The Cleveland Clinic
has issued a challenge to foster healthy lifestyles in three Greater Cleveland communities. It's now up to citizens in these neighborhoods to take up the gauntlet, program creators say.
The Clinic's summer health challenge launches on June 4 in Cleveland's Fairfax, Glenville and Hough neighborhoods. Over six weeks, neighborhood team members are encouraged to undergo health screenings and attend various health, wellness and exercise sessions at partner institutions, with participants earning points for individual activities.
Everyone who completes the challenge will receive certificates and prizes, say program managers and Clinic staff members Chantel Wilcox and Marsha Thornton. Teams with the most overall points after six weeks will be the winner of a special neighborhood trophy. The idea is to offer a bit of fun and sportsmanship around a serious issue, say event creators.
"You can't just put a health center somewhere and provide programming," says Wilcox. "You have to give an opportunity for people to be engaged in changing their lifestyle."
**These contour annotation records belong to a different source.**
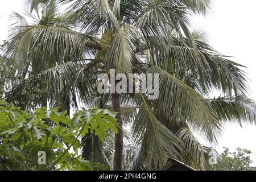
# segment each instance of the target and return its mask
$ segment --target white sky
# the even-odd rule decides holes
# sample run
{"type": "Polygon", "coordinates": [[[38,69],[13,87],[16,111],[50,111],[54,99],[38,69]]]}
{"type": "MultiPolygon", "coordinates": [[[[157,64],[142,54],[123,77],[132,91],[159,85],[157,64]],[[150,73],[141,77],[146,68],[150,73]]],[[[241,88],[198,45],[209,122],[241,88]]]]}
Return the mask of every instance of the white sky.
{"type": "MultiPolygon", "coordinates": [[[[236,60],[247,67],[245,69],[251,80],[251,98],[256,100],[256,1],[213,0],[210,17],[197,17],[195,20],[197,28],[205,29],[208,34],[210,44],[220,52],[236,57],[236,60]]],[[[0,3],[0,42],[8,35],[8,17],[11,10],[21,11],[23,0],[1,1],[0,3]]],[[[254,152],[252,159],[256,166],[256,127],[227,125],[219,139],[218,151],[228,147],[234,151],[241,147],[254,152]]]]}

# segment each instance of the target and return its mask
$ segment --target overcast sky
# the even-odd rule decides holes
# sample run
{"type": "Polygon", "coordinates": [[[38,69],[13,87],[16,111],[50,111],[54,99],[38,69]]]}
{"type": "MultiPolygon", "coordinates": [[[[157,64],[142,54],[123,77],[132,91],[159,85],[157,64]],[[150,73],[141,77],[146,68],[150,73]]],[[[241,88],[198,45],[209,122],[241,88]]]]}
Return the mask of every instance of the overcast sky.
{"type": "MultiPolygon", "coordinates": [[[[251,80],[250,97],[256,100],[256,1],[213,0],[213,13],[207,18],[197,17],[195,26],[205,29],[210,44],[220,52],[236,57],[236,60],[247,67],[245,69],[251,80]]],[[[7,20],[11,10],[21,11],[23,0],[1,1],[0,6],[0,41],[8,35],[7,20]]],[[[231,150],[242,147],[250,149],[256,166],[256,127],[227,125],[217,150],[223,147],[231,150]]]]}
The challenge kickoff will be held at the hospital system's Langston Hughes Health and Education Center,
2390 East 79th
Street on June 4 at 11 a.m.
Mammography and blood pressure screenings, HIV support and diabetes education will be among the available services for participants age 18 and up.
Community partners including Fairfax Renaissance Development Center
, Glenville Recreation Center
and Thurgood Marshall Recreation Center
, meanwhile, will offer health-minded competitors free exercise classes and work-out equipment.
Programming is targeted toward people with chronic physical issues as well as their caregivers.
"Often it's going to be caregivers who are motivating those with chronic diseases," says Wilcox.
Next month's program will mark the health challenge's third iteration since 2015. Last winter's version drew 200 participants, a figure organizers hope to double this time around.
A lack of efficiency in how traditional care is delivered compelled Clinic officials to create the challenge. As lack of health education is a major reason for wellness disparities among economic groups, access to health services can effectively alter lifestyles and even lead to unforeseen outcomes.
"We've had three participants who've stopped smoking," Wilcox says. "The program engages and encourage people to go further (than six weeks) and keep this going."